Dans l’histoire du conflit israélo-palestinien, l’invasion israélienne du Liban au cours de l’été 1982 est une exception à cette règle: la victoire militaire de l’occupant (départ organisé des forces de l’OLP de Beyrouth)ayant débouché sur les massacres de Sabra et Chatila, la dénonciation des crimes de guerre israéliens recevait un indéniable écho international, et même israélien. Elle n’entrainait cependant que la constitution d’une commission d’enquête israélienne officielle, aux objectifs restreints, et n’était suivie d’aucune condamnation personnalisée.

La Commission Kahane, en effet, n’examine ni la question des exécutants, ni l’hypothèse de l’intention criminelle, mais la seule question de la responsabilité israélienne indirecte, au sommet de la hiérarchie politique et militaire, dans l’exécution du massacre par une tierce partie (« libanaise ») sur laquelle la commission ne se reconnait pas de juridiction. Elle crée aussi le précédent : en février 1994, après le massacre de la mosquée d’Abraham à Hébron, c’est l’autorité responsable du crime qui conduit l’enquête et décrète l’absence de poursuites judiciaires, ce dont la communauté internationale se contente.

On comprend alors que l’opinion palestinienne n’imagine la paix que sous les traits de la « réconciliation », la « sulha », qui implique de tourner la page et de pardonner les offenses du passé.

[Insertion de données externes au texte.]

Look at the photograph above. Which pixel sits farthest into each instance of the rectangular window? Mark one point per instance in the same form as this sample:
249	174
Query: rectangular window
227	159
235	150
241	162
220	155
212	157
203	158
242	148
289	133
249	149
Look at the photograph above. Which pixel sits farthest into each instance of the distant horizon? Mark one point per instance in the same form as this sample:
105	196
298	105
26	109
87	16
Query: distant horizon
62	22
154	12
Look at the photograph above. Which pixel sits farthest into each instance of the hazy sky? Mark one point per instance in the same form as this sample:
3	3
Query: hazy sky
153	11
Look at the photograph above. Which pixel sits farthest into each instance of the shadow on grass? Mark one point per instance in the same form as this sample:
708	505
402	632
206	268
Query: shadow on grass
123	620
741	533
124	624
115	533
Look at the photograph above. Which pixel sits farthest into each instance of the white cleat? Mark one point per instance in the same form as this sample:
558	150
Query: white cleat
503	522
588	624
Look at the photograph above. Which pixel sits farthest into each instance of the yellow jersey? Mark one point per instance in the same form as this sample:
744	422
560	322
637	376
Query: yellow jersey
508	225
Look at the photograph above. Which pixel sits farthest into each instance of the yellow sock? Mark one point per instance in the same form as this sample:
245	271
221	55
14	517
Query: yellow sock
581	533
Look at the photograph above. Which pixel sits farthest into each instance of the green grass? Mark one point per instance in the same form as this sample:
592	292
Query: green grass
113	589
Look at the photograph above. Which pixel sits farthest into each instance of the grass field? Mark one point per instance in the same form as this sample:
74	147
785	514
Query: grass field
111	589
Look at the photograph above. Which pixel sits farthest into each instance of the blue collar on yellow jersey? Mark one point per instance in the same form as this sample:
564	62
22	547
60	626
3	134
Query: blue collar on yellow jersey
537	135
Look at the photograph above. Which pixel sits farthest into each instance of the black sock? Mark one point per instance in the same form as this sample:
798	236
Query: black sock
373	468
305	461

On comprend aussi l’irritation face à l’hypocrisie de l’occupant prétendant, pour justifier la libération sélective des prisonniers politiques, discriminer entre ceux qui ont « du sang sur les mains » et les autres : cette distinction ne pourrait se justifier que si l’on était dans une logique de justice et de rétribution de l’ensemble des crimes commis par les belligérants dans le contexte du conflit.

Amnistie ou amnésie ?

Dans le cas de conflits à caractère communautaire, confessionnel, éthnique ou national, la paix suppose de toute façon l’amnésie, sans laquelle la coexistence pacifique ne peut être perçue comme plausible.

Entre la justice-vengeance et le pardon généralisé sans lequel la reconstruction et la réconciliation resteront de vains mots, la conscience et l’opinion populaire posent comme une exigence incontournable la reconnaissance de l’injustice subie. On le verra lorsque la négociation portera sur la question des 3 ou 4 millions de réfugiés palestiniens (selon les critères retenus) : seule la reconnaissance du droit de retour - donc la reconnaissance rétroactive de la réalité de l’expulsion de 1948 - peut ouvrir la voie à un véritable compromis dans la pratique.

L’exigence minimum serait de « dire le Droit », même si ce dernier n’est jamais totalement appliqué. L’impossibilité d’énoncer la justice est hélas une hypothèse hautement plausible qui, parce qu’elle fragilise le lien entre l’opinion populaire et le mouvement/gouvernement qui la conteste et l’entérine, elle ne contribue guère à enraciner l’idée de paix dans la société.